In East Africa, the national power supplier, Kenya Power, has reassured its customers that regardless of the current drought inhibiting the efficiency of hydropower generation, the utility does not forecast power rationing.
Local media, the Star, reported that Kenya Power’s acting chief executive, Ken Tarus, relieved fears that continued drop in water levels at Masinga Dam are expected to reduce the hydropower contribution to the national grid.
“Even with the hydrological conditions that we are experiencing at the moment, we do not foresee any possibility of carrying out power rationing. Get it from us – we are not about to carry out any power rationing,” Tarus asserted.
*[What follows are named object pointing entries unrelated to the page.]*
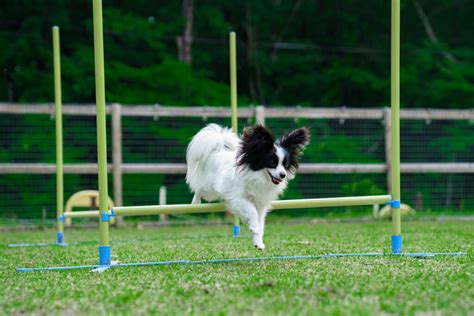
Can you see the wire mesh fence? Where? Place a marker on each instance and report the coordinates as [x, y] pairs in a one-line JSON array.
[[29, 138]]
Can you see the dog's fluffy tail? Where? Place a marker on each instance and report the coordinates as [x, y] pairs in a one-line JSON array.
[[211, 139]]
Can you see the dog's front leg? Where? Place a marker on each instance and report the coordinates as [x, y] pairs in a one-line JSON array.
[[248, 213]]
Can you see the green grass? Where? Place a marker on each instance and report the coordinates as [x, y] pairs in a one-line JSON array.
[[390, 285]]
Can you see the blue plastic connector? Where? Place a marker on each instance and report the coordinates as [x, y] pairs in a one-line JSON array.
[[236, 231], [104, 255], [60, 238], [394, 203], [396, 244]]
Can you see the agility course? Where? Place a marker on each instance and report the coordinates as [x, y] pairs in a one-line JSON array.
[[104, 214]]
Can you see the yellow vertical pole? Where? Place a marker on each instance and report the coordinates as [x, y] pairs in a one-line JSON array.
[[395, 110], [233, 104], [59, 138], [104, 248]]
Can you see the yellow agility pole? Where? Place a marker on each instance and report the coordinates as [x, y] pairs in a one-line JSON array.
[[220, 207], [104, 248], [59, 138], [233, 104], [395, 108]]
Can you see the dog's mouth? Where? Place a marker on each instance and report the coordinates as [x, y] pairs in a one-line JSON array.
[[275, 181]]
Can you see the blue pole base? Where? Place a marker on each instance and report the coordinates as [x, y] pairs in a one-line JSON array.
[[60, 238], [236, 232], [396, 244], [104, 255]]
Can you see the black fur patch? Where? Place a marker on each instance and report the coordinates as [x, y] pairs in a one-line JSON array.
[[257, 150], [294, 142]]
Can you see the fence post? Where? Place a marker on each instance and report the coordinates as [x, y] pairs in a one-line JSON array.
[[387, 117], [260, 115], [117, 156], [163, 217]]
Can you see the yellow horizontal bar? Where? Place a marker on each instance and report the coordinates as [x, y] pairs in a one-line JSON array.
[[276, 205], [220, 207], [331, 202]]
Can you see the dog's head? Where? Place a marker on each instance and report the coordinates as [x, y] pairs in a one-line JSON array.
[[280, 158]]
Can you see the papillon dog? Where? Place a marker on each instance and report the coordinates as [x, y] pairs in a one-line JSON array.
[[245, 173]]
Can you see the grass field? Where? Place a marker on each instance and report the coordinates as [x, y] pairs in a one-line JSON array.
[[393, 285]]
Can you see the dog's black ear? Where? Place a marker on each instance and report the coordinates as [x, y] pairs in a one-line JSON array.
[[294, 142], [256, 142]]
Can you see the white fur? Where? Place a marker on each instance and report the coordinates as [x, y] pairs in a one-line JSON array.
[[212, 174]]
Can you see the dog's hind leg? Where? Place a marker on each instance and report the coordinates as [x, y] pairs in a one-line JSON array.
[[261, 221], [196, 199]]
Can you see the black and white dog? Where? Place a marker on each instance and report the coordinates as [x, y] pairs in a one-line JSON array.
[[247, 174]]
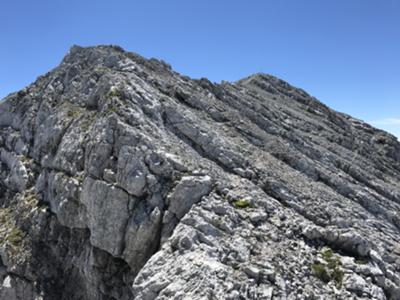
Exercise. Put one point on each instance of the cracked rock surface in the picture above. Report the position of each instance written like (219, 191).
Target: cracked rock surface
(122, 179)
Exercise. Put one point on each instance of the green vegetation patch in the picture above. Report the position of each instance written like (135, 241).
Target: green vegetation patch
(114, 92)
(242, 203)
(331, 270)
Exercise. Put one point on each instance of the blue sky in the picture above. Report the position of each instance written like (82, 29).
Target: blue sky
(344, 52)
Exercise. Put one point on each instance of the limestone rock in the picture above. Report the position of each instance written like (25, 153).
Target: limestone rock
(122, 179)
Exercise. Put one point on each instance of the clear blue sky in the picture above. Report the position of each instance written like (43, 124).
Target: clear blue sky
(344, 52)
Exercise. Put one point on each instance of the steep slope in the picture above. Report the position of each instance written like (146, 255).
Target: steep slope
(122, 179)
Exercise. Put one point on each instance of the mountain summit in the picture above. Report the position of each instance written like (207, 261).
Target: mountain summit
(122, 179)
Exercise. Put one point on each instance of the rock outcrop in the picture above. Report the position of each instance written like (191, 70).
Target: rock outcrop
(122, 179)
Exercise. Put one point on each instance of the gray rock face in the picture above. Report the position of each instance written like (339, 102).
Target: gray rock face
(122, 179)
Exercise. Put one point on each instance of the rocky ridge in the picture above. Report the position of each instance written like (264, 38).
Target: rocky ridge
(122, 179)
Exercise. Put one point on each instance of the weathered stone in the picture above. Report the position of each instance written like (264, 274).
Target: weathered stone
(122, 179)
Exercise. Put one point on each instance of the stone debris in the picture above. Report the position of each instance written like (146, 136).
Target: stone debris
(122, 179)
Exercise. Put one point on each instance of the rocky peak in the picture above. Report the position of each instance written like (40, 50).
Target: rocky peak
(122, 179)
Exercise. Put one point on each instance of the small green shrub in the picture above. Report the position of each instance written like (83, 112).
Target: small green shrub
(114, 93)
(337, 276)
(242, 203)
(332, 269)
(321, 272)
(73, 113)
(15, 237)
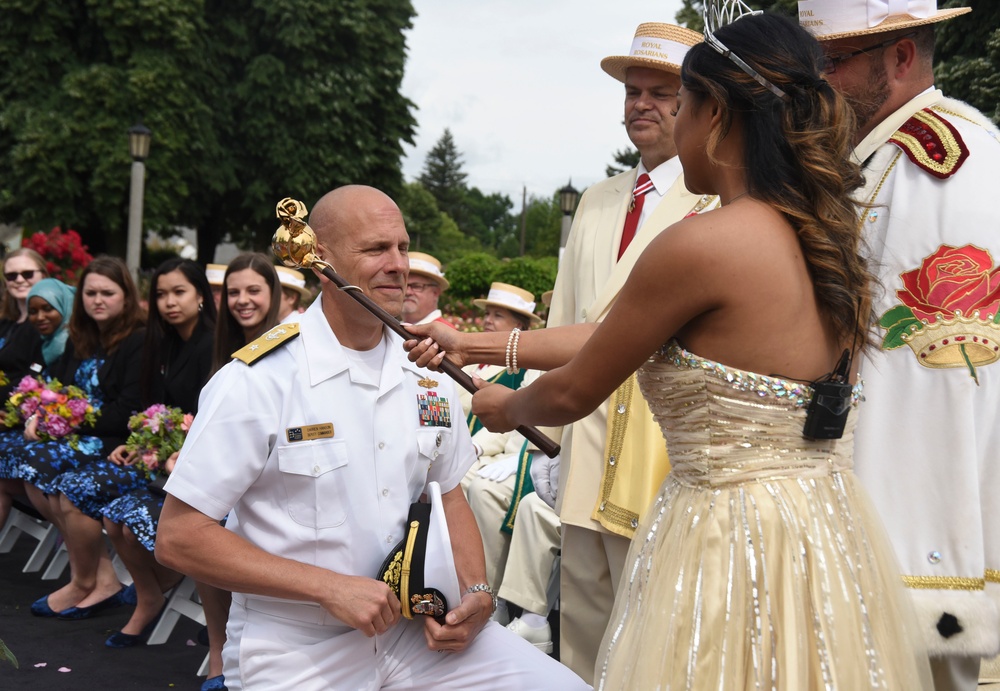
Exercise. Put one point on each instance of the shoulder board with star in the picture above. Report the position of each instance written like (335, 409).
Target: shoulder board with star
(932, 143)
(262, 345)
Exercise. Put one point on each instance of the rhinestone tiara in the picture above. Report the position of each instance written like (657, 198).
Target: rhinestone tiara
(717, 14)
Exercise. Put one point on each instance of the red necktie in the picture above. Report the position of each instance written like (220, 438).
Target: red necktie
(642, 185)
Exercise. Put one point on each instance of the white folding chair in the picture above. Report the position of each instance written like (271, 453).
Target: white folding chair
(20, 523)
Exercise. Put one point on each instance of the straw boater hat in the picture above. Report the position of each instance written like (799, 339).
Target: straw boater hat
(659, 46)
(290, 278)
(828, 20)
(426, 265)
(216, 274)
(512, 298)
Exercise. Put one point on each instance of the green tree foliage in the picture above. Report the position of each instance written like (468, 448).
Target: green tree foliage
(624, 159)
(489, 217)
(248, 100)
(534, 274)
(470, 276)
(967, 59)
(444, 178)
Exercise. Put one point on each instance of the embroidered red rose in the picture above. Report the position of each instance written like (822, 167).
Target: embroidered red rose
(953, 279)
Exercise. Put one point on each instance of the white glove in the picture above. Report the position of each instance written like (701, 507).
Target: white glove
(500, 469)
(545, 475)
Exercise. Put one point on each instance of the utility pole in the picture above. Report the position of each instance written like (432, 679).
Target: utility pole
(524, 216)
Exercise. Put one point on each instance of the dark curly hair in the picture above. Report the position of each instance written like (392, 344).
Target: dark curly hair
(797, 153)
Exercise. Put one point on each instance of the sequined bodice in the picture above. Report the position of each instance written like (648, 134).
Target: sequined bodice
(725, 426)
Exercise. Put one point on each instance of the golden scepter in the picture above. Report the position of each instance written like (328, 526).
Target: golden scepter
(294, 243)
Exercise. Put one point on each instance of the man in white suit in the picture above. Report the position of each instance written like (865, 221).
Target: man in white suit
(609, 477)
(927, 437)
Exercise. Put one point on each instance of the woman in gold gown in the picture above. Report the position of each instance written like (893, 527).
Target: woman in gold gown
(760, 565)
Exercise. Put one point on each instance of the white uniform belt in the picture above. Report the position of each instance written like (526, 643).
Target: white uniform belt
(304, 612)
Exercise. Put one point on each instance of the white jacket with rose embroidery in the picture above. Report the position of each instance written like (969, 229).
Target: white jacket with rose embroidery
(928, 438)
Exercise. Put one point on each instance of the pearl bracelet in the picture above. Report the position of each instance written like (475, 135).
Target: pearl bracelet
(510, 354)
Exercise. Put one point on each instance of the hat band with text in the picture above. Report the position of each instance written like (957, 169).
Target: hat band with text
(822, 17)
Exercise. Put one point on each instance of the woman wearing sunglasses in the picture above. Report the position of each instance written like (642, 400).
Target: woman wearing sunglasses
(20, 344)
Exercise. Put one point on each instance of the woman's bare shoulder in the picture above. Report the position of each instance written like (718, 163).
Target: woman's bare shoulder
(733, 233)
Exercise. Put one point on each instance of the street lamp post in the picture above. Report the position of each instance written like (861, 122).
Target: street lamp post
(568, 197)
(138, 148)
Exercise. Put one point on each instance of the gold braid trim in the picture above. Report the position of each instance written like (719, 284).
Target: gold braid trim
(606, 512)
(944, 583)
(932, 143)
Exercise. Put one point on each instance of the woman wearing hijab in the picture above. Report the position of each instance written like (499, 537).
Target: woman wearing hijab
(48, 307)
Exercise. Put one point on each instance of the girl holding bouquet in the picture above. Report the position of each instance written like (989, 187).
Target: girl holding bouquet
(177, 362)
(50, 303)
(251, 297)
(106, 335)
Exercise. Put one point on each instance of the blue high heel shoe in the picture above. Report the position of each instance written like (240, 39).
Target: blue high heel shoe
(120, 639)
(116, 600)
(214, 684)
(40, 608)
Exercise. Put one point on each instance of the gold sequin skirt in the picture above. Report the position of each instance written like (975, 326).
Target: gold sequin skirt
(785, 584)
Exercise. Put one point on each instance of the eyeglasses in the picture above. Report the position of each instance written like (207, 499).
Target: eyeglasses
(831, 60)
(27, 275)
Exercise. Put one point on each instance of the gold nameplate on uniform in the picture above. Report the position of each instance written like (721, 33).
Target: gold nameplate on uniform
(310, 432)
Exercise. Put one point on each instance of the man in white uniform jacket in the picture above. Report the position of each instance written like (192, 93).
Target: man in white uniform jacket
(316, 450)
(928, 438)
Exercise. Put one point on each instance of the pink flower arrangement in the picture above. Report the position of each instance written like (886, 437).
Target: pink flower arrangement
(64, 252)
(59, 410)
(156, 434)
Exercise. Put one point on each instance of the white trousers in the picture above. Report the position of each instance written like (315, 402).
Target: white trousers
(533, 550)
(489, 502)
(299, 647)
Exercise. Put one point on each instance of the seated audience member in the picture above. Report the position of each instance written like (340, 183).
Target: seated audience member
(423, 289)
(177, 361)
(50, 303)
(19, 342)
(106, 335)
(293, 291)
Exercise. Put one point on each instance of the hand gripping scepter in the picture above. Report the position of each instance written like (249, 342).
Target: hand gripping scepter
(294, 243)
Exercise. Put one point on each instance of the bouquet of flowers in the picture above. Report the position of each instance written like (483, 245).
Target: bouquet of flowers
(64, 252)
(157, 433)
(60, 410)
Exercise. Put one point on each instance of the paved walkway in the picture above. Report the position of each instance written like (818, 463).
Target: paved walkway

Declining hydropower contribution
The power utility reassured to have an electricity reserve of 27.11% from its energy mix, which will supplement the shortfalls, media reported.
Media further highlighted that the notion is in line with the effective generation capacity of 2,250MW against a demand of 1,640MW.
It is reported that Kenya’s installed capacity is currently standing at 2,327MW.
Meanwhile, according to the Star, state-owned electricity producer KenGen has switched on diesel-run generators for thermal electricity to supplement hydro-electric power.
It is reported that the move has resulted in increased tariffs to $2.85 cents per kWh from $2.31 cents per kWh in December 2016.
State energy agencies
Commenting on this, Tarus said: “That is a marginal increase and we do not expect that will provide any cause for alarm by way of increase in prices.”
However, he said state energy agencies are in talks to cushion consumers from possible higher costs of thermal production, which may be passed on to customers, media stated.
“We are looking at the possibilities that increase in FCC [Fuel Cost Charge] can be contained in the short-term before the hydrological conditions improve. The government can come in and ensure that no tariff increase is effected as a result of this,” he said.